Listening to the recording just now, I'm not terribly moved if I divorce it from what I know of Lymon, but overlaid with a sense of what was to come then this child's eye view of love does have an effect. The production is so well-crafted you can't fool yourself into believing it's spontaneous, whereas I'm prepared to believe Chimes was a happy accident.

Unfair? Certainly Lymon acquits himself well. I think I read, either in Phil Groia's book They All Sang on the Corner or in Marv Goldberg's R&B Notebooks article on the Teenagers, that Barrett really schooled Lymon, so that the phrasing came from Barrett - ie that in a sense Lymon was Barrett's own creation. But against that is the argument that Barrett needed Lymon, undiscplined as he may have been at times, as the instrument which would allow the world to hear Richard Barrett.


But I haven't yet got on to what impelled me to start this entry, namely that the sound of the Pelicans' Chimes transports me back to a time before I'd actually heard the record - probably the autumn of 1987.

One Friday evening I was in a restaurant in the town of Bridgenorth in Shropshire (the above may or may not be an image of the actual restaurant - not that it really matters). I couldn't, even if I wanted to, tell you what we talked about - only that whatever it was was more than enough: a kind of filling up with happiness and peace - especially in contrast to the stress of a job which had, like my companion, come lately into my life, and from which I would escape to a haven in the West Midlands every Friday evening.

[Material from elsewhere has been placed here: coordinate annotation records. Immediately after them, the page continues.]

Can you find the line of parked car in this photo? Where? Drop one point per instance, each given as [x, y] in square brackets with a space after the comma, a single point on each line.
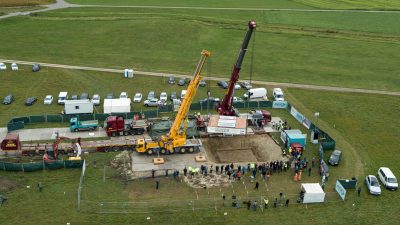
[14, 67]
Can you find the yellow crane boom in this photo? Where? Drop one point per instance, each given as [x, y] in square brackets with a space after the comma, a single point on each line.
[175, 140]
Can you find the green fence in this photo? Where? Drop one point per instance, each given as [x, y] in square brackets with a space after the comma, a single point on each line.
[41, 165]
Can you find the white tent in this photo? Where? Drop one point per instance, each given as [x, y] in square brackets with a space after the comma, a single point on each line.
[119, 105]
[313, 193]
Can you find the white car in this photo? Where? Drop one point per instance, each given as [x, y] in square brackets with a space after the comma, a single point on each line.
[48, 100]
[3, 66]
[163, 96]
[14, 67]
[373, 185]
[96, 99]
[152, 102]
[123, 95]
[137, 97]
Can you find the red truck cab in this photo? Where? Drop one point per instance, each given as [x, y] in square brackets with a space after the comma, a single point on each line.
[11, 142]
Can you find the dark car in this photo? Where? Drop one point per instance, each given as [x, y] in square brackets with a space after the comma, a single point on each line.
[173, 96]
[30, 100]
[110, 96]
[223, 84]
[74, 97]
[171, 80]
[203, 83]
[211, 99]
[181, 82]
[8, 99]
[84, 95]
[335, 158]
[35, 67]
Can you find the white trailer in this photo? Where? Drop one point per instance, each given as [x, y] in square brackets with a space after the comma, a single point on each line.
[119, 105]
[78, 106]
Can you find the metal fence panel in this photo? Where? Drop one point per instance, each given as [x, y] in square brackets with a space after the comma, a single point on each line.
[15, 126]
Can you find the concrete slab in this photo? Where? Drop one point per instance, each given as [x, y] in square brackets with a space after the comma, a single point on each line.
[50, 133]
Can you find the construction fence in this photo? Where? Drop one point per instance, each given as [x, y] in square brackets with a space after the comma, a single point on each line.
[40, 165]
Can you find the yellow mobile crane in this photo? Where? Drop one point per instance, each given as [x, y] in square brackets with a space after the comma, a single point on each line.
[175, 141]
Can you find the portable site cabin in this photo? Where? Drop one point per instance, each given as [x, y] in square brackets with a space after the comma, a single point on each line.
[313, 193]
[84, 106]
[119, 105]
[293, 136]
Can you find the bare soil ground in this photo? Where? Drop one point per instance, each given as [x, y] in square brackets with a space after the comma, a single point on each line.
[251, 148]
[6, 184]
[212, 180]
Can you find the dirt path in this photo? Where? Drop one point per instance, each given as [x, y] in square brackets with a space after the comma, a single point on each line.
[290, 85]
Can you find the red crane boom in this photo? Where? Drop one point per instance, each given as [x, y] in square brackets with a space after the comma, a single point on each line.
[226, 107]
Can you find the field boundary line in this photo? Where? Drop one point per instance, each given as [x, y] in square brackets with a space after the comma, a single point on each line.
[159, 74]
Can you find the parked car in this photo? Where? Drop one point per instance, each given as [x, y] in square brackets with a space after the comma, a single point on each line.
[152, 102]
[96, 99]
[173, 96]
[8, 99]
[110, 96]
[335, 157]
[30, 100]
[387, 178]
[48, 100]
[181, 82]
[137, 97]
[35, 67]
[3, 66]
[246, 85]
[202, 83]
[74, 97]
[373, 185]
[14, 67]
[171, 80]
[223, 84]
[163, 96]
[84, 95]
[211, 99]
[151, 95]
[123, 95]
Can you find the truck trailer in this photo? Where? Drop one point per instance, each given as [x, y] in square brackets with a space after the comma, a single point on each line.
[84, 106]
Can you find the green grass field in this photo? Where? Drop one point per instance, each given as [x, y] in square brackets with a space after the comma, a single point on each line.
[323, 57]
[367, 209]
[295, 4]
[348, 50]
[13, 3]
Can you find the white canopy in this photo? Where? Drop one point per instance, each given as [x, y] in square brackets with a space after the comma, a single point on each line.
[313, 193]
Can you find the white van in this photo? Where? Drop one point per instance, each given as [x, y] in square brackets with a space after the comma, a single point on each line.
[256, 93]
[62, 97]
[278, 94]
[183, 93]
[387, 178]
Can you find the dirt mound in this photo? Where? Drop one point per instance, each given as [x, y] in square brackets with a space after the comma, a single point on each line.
[7, 185]
[251, 148]
[122, 163]
[212, 180]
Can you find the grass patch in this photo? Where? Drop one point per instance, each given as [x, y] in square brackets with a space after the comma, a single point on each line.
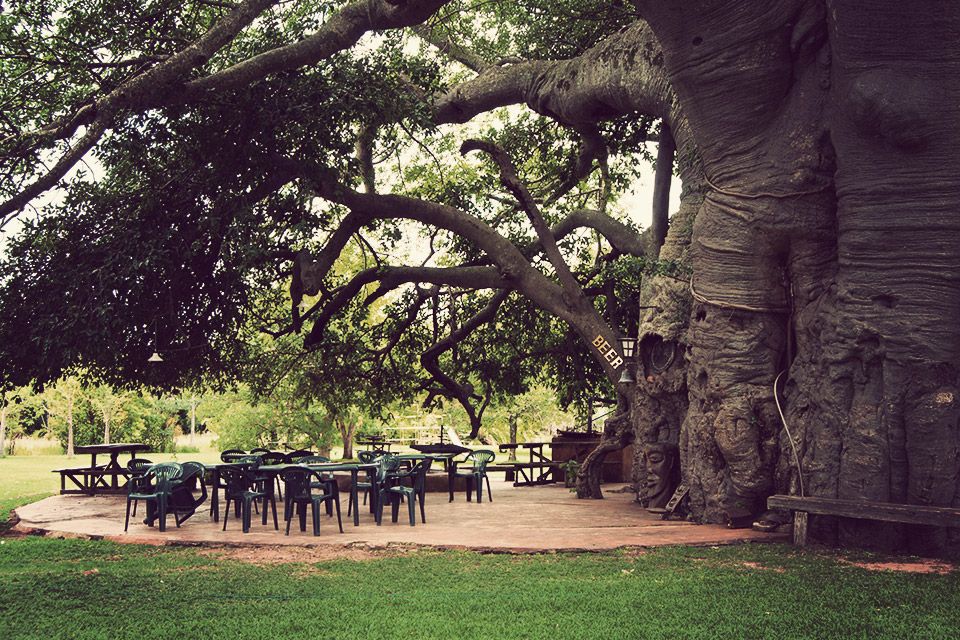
[58, 589]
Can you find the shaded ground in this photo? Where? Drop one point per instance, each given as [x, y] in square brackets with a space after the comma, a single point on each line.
[525, 519]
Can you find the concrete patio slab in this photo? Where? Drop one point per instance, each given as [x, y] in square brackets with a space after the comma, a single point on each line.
[519, 520]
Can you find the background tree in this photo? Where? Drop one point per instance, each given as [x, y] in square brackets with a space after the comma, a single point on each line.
[110, 406]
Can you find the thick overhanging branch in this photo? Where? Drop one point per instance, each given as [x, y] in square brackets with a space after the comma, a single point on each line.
[514, 268]
[621, 237]
[462, 393]
[509, 178]
[451, 49]
[393, 277]
[162, 85]
[137, 91]
[622, 74]
[341, 31]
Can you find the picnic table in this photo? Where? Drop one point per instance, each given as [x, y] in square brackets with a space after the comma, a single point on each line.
[539, 470]
[273, 469]
[100, 478]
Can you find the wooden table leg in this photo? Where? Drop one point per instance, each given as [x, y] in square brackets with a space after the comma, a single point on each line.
[215, 497]
[800, 528]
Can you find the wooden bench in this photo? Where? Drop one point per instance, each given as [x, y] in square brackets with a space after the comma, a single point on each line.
[861, 510]
[92, 480]
[546, 472]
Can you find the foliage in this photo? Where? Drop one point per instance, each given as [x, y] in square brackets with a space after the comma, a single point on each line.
[178, 235]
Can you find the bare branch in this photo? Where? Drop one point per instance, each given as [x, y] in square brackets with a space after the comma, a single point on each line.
[430, 360]
[392, 277]
[448, 47]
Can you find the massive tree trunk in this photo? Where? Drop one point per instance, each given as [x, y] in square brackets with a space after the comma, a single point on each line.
[4, 410]
[874, 395]
[827, 244]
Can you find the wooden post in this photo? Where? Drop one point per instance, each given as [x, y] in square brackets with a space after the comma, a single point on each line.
[800, 528]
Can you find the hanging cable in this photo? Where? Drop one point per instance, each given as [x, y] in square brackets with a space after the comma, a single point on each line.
[793, 446]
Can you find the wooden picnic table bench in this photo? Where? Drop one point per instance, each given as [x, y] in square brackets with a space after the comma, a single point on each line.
[539, 469]
[802, 506]
[546, 472]
[100, 478]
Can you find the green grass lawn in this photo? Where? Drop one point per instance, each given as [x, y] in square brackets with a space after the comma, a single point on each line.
[81, 589]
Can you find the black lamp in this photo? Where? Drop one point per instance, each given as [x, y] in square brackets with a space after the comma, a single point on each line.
[627, 346]
[156, 354]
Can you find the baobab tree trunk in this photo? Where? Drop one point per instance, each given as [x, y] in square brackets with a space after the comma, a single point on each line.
[827, 245]
[751, 86]
[4, 410]
[876, 398]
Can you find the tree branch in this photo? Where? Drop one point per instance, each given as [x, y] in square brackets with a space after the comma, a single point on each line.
[430, 359]
[392, 277]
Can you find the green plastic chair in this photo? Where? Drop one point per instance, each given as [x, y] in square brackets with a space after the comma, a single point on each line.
[413, 493]
[243, 489]
[478, 461]
[326, 479]
[183, 503]
[156, 485]
[298, 491]
[137, 468]
[366, 457]
[294, 456]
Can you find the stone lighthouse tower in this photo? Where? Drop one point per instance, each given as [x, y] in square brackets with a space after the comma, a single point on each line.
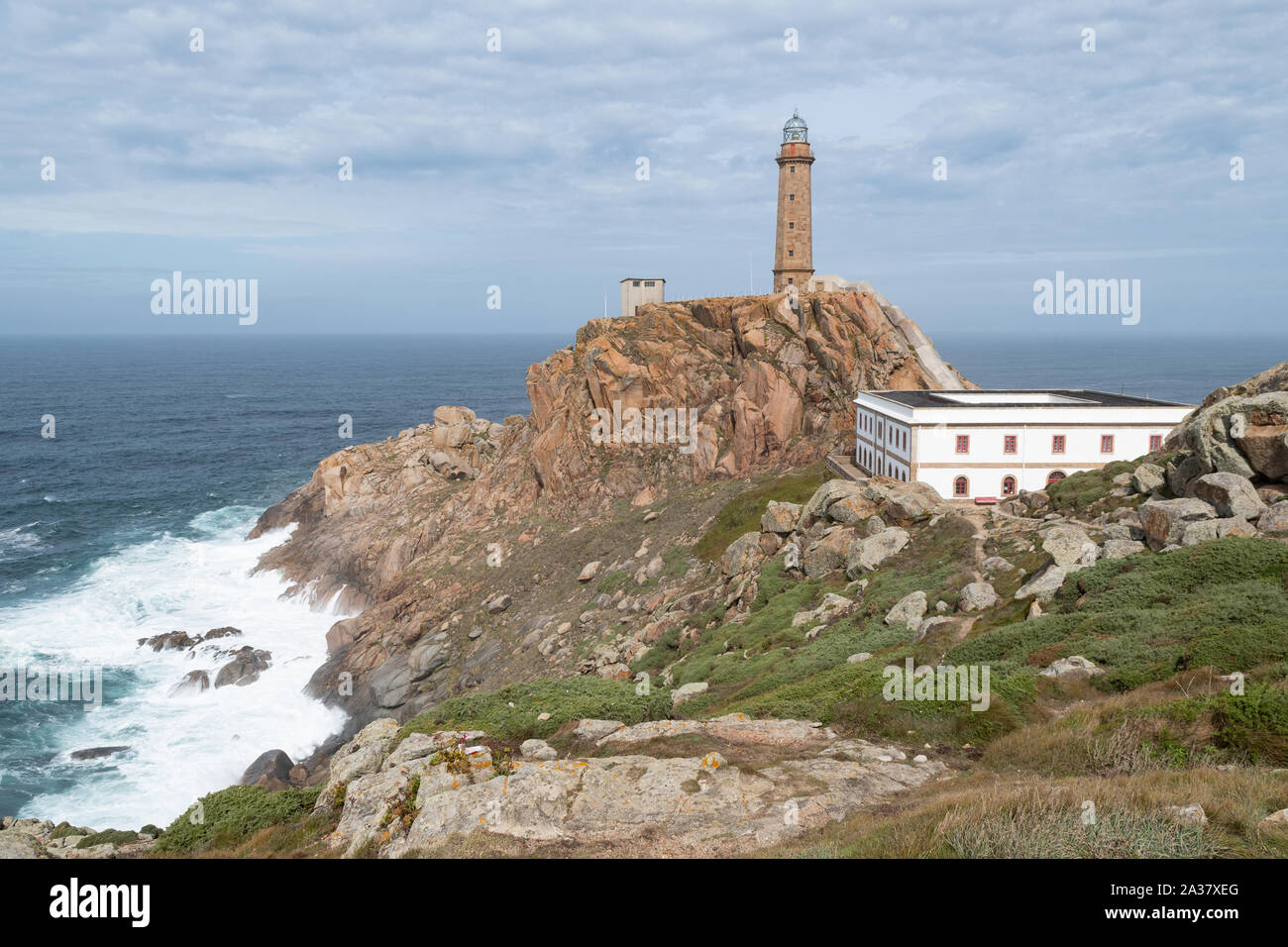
[794, 245]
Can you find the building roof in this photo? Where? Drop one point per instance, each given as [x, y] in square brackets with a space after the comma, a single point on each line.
[1019, 397]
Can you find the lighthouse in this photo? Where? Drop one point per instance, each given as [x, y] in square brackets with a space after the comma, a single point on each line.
[794, 244]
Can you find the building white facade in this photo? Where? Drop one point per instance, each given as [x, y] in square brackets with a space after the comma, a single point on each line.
[638, 291]
[973, 444]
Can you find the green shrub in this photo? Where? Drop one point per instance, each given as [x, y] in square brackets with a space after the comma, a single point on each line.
[232, 815]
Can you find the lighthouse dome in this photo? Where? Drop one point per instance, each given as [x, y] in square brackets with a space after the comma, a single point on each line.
[795, 129]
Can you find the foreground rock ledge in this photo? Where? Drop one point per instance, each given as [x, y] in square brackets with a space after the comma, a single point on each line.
[402, 805]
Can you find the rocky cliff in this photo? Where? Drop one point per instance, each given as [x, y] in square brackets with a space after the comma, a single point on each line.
[430, 535]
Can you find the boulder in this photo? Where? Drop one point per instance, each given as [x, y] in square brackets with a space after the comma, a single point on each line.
[1073, 667]
[1181, 471]
[537, 750]
[192, 684]
[1164, 521]
[866, 554]
[360, 757]
[1240, 434]
[1044, 583]
[1228, 493]
[815, 508]
[452, 427]
[851, 510]
[595, 729]
[687, 690]
[977, 596]
[1147, 478]
[743, 556]
[244, 669]
[1207, 530]
[909, 609]
[828, 553]
[270, 770]
[1121, 549]
[905, 501]
[780, 517]
[928, 625]
[1069, 547]
[170, 641]
[1189, 814]
[1274, 519]
[831, 607]
[97, 753]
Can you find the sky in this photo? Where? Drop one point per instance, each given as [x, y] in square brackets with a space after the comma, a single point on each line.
[496, 154]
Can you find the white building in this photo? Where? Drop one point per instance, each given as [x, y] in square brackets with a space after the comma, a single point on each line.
[638, 291]
[995, 444]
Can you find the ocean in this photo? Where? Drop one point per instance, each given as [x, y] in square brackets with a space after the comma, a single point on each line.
[132, 522]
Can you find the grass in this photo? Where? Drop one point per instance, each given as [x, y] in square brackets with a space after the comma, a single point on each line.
[984, 815]
[743, 512]
[230, 817]
[1222, 603]
[763, 667]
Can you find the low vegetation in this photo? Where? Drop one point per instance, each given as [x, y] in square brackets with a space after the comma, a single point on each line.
[233, 815]
[743, 512]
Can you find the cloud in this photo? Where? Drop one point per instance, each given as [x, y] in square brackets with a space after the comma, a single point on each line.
[523, 161]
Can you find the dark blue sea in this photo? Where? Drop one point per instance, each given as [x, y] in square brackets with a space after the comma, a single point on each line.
[130, 522]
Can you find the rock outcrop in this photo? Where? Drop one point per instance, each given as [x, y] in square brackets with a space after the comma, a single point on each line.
[679, 393]
[425, 793]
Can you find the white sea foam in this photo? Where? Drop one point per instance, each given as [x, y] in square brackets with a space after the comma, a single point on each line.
[181, 748]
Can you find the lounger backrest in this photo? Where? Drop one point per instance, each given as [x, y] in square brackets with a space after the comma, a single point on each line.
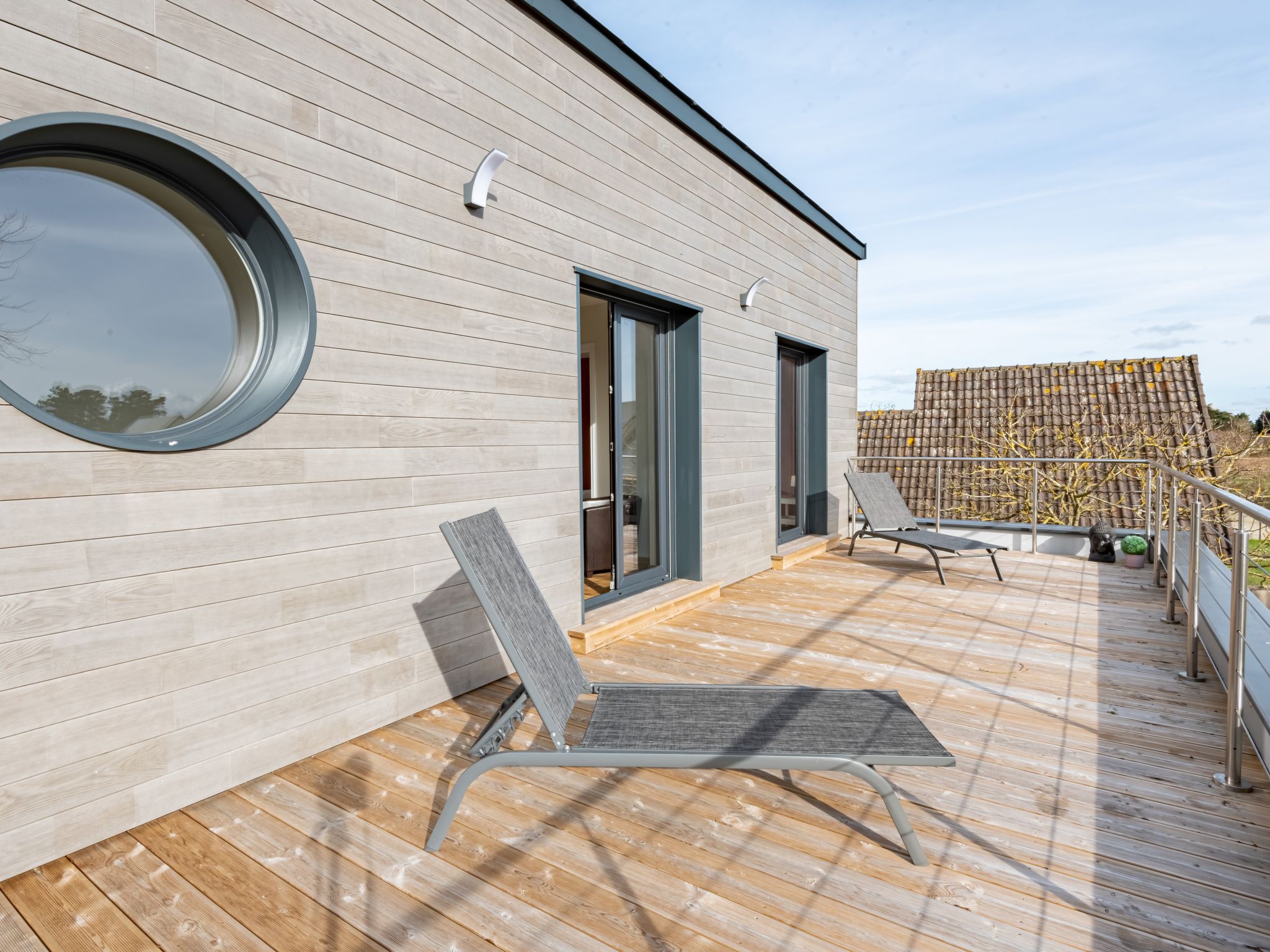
[520, 616]
[881, 501]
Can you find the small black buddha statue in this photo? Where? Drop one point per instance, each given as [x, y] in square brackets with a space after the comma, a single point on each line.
[1101, 542]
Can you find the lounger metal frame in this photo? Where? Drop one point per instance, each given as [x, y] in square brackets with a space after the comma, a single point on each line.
[889, 535]
[489, 757]
[895, 535]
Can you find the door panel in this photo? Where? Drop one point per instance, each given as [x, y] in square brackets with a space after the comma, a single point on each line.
[791, 439]
[641, 415]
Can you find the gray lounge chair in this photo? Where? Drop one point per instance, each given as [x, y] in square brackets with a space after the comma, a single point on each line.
[887, 517]
[739, 728]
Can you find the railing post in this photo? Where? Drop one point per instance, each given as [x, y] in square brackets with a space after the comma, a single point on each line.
[1193, 583]
[1036, 501]
[1171, 586]
[939, 490]
[1232, 778]
[1146, 521]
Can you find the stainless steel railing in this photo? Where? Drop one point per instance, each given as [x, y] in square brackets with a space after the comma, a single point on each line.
[1036, 462]
[1161, 498]
[1236, 656]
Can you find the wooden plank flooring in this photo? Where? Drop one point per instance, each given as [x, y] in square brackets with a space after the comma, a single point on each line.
[1080, 814]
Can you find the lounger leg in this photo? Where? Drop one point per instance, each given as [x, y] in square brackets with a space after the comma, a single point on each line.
[456, 795]
[894, 808]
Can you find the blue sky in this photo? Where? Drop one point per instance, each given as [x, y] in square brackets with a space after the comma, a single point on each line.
[1036, 182]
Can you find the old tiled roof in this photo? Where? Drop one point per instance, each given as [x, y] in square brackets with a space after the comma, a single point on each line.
[1129, 405]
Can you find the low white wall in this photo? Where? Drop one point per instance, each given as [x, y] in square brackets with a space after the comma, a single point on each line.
[1050, 540]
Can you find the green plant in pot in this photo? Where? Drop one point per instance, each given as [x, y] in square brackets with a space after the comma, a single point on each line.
[1134, 549]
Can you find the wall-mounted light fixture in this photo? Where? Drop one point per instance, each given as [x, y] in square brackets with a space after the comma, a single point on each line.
[477, 191]
[748, 298]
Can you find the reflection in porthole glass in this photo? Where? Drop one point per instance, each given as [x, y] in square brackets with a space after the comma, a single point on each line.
[125, 306]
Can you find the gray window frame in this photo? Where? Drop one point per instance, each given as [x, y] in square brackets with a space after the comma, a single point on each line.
[802, 426]
[288, 312]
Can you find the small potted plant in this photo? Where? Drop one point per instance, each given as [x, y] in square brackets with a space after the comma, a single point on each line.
[1134, 549]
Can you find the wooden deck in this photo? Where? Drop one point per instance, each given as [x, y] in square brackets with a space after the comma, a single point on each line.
[1080, 814]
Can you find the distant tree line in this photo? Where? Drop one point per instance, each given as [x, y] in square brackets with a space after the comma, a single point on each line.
[95, 410]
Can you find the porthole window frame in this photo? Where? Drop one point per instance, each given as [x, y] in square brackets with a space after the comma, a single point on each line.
[288, 314]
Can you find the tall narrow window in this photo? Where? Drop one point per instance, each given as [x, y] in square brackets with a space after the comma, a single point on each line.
[791, 421]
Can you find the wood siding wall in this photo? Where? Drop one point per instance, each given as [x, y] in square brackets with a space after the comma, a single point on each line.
[174, 625]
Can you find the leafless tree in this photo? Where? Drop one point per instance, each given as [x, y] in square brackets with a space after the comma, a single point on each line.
[17, 242]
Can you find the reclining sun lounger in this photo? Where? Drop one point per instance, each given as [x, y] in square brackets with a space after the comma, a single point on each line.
[888, 517]
[739, 728]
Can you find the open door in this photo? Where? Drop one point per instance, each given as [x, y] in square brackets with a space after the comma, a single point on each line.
[625, 447]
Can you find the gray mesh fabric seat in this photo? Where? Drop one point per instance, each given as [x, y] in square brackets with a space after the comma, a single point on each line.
[744, 726]
[887, 517]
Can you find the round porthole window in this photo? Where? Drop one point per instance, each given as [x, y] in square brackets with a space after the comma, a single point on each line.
[150, 299]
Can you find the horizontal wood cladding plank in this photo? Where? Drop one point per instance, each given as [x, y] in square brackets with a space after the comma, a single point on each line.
[373, 304]
[404, 371]
[319, 397]
[31, 522]
[52, 611]
[220, 666]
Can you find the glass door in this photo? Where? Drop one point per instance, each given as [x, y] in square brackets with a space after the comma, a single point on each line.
[641, 447]
[791, 444]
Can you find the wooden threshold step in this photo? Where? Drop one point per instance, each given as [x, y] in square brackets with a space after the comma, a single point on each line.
[803, 549]
[615, 621]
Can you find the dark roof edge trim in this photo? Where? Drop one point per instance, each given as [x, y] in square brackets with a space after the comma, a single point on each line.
[595, 40]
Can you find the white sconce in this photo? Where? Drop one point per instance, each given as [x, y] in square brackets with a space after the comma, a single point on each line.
[477, 191]
[748, 298]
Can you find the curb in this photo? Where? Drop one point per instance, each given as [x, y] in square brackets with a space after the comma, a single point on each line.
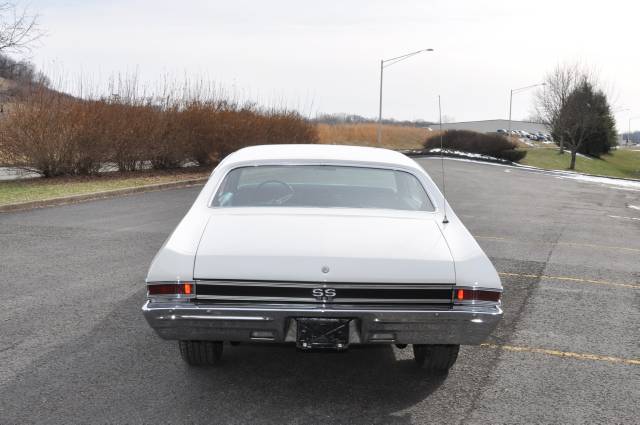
[74, 199]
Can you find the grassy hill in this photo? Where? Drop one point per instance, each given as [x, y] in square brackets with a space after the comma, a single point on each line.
[620, 163]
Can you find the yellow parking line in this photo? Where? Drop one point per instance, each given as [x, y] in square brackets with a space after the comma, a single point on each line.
[566, 354]
[571, 279]
[588, 245]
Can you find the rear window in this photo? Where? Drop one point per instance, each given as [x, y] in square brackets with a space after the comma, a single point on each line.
[321, 186]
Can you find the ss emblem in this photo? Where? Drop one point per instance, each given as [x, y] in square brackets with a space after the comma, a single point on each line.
[323, 294]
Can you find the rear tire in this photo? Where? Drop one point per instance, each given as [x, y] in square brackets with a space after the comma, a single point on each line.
[201, 353]
[436, 359]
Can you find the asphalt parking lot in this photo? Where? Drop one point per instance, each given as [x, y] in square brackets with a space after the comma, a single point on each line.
[74, 347]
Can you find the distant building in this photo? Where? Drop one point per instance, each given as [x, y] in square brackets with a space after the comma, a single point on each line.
[491, 126]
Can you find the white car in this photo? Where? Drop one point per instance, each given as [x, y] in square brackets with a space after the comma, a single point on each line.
[322, 247]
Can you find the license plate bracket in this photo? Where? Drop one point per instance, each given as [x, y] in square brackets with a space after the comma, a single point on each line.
[322, 333]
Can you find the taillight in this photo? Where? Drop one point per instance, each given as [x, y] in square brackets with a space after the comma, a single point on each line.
[171, 290]
[472, 295]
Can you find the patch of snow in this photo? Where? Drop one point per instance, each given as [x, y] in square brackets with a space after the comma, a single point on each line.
[584, 156]
[633, 184]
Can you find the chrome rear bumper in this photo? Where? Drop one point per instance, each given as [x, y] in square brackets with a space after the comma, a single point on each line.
[276, 322]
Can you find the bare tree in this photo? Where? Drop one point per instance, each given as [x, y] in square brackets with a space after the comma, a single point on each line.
[18, 28]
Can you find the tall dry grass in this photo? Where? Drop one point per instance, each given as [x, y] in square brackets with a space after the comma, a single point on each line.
[393, 136]
[55, 134]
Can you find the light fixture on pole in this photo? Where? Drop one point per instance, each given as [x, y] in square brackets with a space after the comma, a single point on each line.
[384, 63]
[518, 90]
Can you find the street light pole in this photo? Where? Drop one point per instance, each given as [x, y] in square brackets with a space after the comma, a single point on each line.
[629, 133]
[511, 100]
[384, 63]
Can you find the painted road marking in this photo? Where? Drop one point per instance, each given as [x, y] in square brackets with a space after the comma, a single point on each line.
[588, 245]
[571, 279]
[565, 354]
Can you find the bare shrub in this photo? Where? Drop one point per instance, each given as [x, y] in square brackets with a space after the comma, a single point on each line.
[393, 136]
[56, 134]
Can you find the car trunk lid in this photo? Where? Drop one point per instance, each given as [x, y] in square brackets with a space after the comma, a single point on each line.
[323, 248]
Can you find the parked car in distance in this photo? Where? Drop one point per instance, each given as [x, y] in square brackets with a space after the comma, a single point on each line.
[322, 247]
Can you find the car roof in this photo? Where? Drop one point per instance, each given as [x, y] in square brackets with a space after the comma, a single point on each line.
[319, 153]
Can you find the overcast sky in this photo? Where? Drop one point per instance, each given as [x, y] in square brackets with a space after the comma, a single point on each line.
[323, 56]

The songs which were a deliberately chosen soundtrack for that time were by Billie Holiday and, especially, Hutch, who crooned softly to us on many a night. But now it's Chimes which conjures up the essence of those earliest, lost days most vividly, and that one evening in particular. Quite definitely "lost" because the woman now is elsewhere, as that laugh-a-minute rhymer Thomas Hardy would say. Which only leaves this crude, perfect recording.
.





Bathetic postcript: 

Rereading this in 2016 I saw that at the start I momentarily forgot that "Chimes" was only the name of the song, not the name of the group. So I deleted a line about the Chimes on Imperial not being the same group as the Chimes who recorded Aurelia on Parrot Records. Which means that the title for the post, intended as a humorous allusion to a critic's famous "Aeolian cadences" remark about a Beatles song, makes no sense now.